The long-awaited launch of the GUN token has triggered frustration among early investors after unexpected changes were made to its vesting schedule.
Investors who backed the project up to five years ago were told they would not receive tokens at launch, despite earlier expectations of partial unlocks. The update came just before the token generation event (TGE), leaving some backers feeling sidelined as the token began trading publicly.
The changes appear to have reduced the circulating supply of GUN at launch, contributing to an inflated fully diluted valuation (FDV) relative to the market cap. Gunzilla Games, the studio behind Off the Grid, has offered investors the option to accept the revised terms or request a refund.

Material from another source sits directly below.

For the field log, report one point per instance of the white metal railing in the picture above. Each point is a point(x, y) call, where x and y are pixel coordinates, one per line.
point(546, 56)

What was the controversy all about?
According to a widely shared tweet by @graildoteth, investors who had committed capital as early as five years ago were informed via email of a revised vesting schedule for their tokens. Initially expecting a partial unlock at the token generation event (TGE)—5% for seed investors and 2% for strategic investors—the new terms now impose a 12-month cliff with no tokens released at launch.
The email from Gunzilla Games offered investors the option to accept the updated terms or request a refund. It cited the need to “foster a robust and healthy foundation” for the project’s token economy, based on insights from the past year of testnet activity.
The change has drawn criticism for being introduced at the last minute, particularly from investors who had held their positions for up to five years. Grail.eth described the move as a “pretty bad treatment” for investors, arguing that it concentrates token supply and inflates the market value whilst excluding early backers from initial gains.

How has the token performed since launch?
The GUN token launched on Monday and initially rose to a peak price of $0.115 before falling more than 30% over the course of the day.
It is currently trading just above $0.064, according to CoinGecko. Only about 6% of the total 10 billion token supply is in circulation, most of which is allocated to exchange rewards programmes.
This small float has resulted in a market capitalisation of under $50 million, but the FDV—based on the total supply—briefly surpassed $1 billion during peak.